Dregovitsjen

Uit Wikipedia, de vrije encyclopedie

De Dregovitsjen (Oudkerkslavisch: дьрьговичи Wit-Russisch: Дрыгавічы, Dryhavitsjy,; Russisch: Дреговичи, Dregovitsji; Oekraïens: Дреговичі, Drehovytsji) waren een Slavische stam die gebieden langs de Pripjat en noordelijke delen van de rechteroever van de Dnjepr bewoonde. De naam van de stam is waarschijnlijk afgeleid van het oude Slavische woord дрегва of дрягва (dregva of drjagva) voor moeras, en zou dus "Moerasbewoners" betekenen.

De vroegst bekende verwijzing is in de 10e-eeuwse De administrando imperio van Constantijn Porphyrogennetos naar de "Droegovitsjen" als een van de volkeren die tribuut brachten aan het Kievse Rijk. In de 12e-eeuwse Nestorkroniek worden ze onder de "twaalf stammen" genoemd.

De kronieken vertellen niet veel over de Dregovitsjen.
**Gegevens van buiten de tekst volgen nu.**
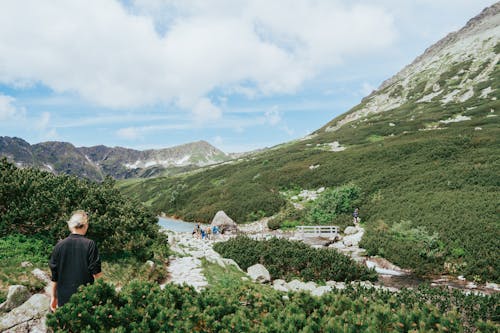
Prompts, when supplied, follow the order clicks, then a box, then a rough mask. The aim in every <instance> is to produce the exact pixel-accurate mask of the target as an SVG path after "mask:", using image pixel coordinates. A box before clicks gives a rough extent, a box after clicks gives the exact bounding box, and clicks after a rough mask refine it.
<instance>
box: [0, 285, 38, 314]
mask: <svg viewBox="0 0 500 333" xmlns="http://www.w3.org/2000/svg"><path fill="white" fill-rule="evenodd" d="M30 296H31V294H30V292H29V290H28V288H26V287H25V286H22V285H14V286H10V287H9V292H8V293H7V300H6V301H5V302H3V303H2V304H0V313H2V312H9V311H10V310H12V309H14V308H17V307H18V306H20V305H21V304H23V303H24V302H26V300H28V299H29V298H30Z"/></svg>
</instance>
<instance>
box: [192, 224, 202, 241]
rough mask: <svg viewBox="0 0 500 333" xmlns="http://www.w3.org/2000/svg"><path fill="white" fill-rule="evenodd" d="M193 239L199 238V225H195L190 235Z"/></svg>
mask: <svg viewBox="0 0 500 333" xmlns="http://www.w3.org/2000/svg"><path fill="white" fill-rule="evenodd" d="M192 235H193V237H194V238H198V239H199V238H201V230H200V225H199V224H198V223H197V224H196V225H195V227H194V229H193V233H192Z"/></svg>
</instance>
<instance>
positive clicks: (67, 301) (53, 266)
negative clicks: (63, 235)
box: [49, 210, 105, 311]
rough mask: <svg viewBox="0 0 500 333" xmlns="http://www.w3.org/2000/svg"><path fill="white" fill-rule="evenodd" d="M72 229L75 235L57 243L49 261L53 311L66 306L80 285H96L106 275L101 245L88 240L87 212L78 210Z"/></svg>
mask: <svg viewBox="0 0 500 333" xmlns="http://www.w3.org/2000/svg"><path fill="white" fill-rule="evenodd" d="M68 228H69V230H70V231H71V234H70V235H69V236H68V237H66V238H65V239H63V240H61V241H59V242H58V243H57V244H56V246H55V247H54V250H53V251H52V255H51V256H50V261H49V267H50V270H51V271H52V288H51V290H50V309H51V310H52V311H55V310H56V308H57V307H61V306H63V305H64V304H66V303H67V302H68V301H69V298H70V297H71V295H73V294H74V293H75V292H76V291H77V289H78V287H79V286H81V285H84V284H87V283H90V284H92V283H94V280H95V279H96V278H99V277H101V276H102V272H101V258H100V257H99V251H98V249H97V246H96V244H95V242H94V241H93V240H91V239H88V238H86V237H85V234H86V233H87V230H88V229H89V218H88V216H87V213H85V212H84V211H83V210H77V211H75V212H74V213H73V215H72V216H71V218H70V219H69V221H68ZM103 301H105V300H103Z"/></svg>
We weten alleen dat ze in Toerov hun eigen vorstelijke heerschappij hadden. In de 10e eeuw werd het land van de Dregovitsjen deel van het Kievse Rijk en later het Vorstendom Toerov. Het noordwestelijke deel van het land van de Dregovitsjen werd deel van het vorstendom Polotsk.
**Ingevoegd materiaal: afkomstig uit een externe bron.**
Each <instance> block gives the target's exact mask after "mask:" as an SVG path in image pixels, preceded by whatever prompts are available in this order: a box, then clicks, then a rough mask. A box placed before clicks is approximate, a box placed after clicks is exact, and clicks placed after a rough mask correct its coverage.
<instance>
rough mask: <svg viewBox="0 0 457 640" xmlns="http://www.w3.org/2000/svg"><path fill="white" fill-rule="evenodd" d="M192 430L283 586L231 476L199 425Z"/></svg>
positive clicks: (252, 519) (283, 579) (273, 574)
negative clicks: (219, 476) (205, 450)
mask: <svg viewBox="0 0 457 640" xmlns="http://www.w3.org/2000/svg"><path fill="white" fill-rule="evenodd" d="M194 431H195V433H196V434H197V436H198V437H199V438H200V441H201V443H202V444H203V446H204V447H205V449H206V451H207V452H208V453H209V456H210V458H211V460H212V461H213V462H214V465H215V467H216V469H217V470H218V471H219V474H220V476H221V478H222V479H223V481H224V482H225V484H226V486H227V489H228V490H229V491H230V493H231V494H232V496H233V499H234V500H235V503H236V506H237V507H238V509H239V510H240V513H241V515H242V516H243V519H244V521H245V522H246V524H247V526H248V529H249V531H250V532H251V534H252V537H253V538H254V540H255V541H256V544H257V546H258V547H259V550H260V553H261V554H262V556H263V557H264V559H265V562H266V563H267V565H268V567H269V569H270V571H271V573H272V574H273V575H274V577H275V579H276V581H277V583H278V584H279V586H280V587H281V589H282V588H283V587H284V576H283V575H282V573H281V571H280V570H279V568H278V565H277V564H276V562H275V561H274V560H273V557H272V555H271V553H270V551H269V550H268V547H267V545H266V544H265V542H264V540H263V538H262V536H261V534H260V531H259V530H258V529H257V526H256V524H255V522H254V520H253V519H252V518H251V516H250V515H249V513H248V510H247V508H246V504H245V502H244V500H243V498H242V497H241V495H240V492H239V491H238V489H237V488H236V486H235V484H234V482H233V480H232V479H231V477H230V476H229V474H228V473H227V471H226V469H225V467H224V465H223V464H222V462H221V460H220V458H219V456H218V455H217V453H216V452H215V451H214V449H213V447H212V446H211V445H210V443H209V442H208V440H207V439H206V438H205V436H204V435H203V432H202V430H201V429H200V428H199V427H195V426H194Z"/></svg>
De Dregovitsjen lieten langs de Pripjat een aantal archeologische restanten na uit de 9e en 10e eeuw, zoals de resten van agrarische nederzettingen en grafheuvels met gecremeerde lichamen. In latere grafheuvels uit de 11e-12e eeuw werden intacte skeletten gevonden. Er zijn grafstructuren die lijken op kleine houten huizen met zadeldaken.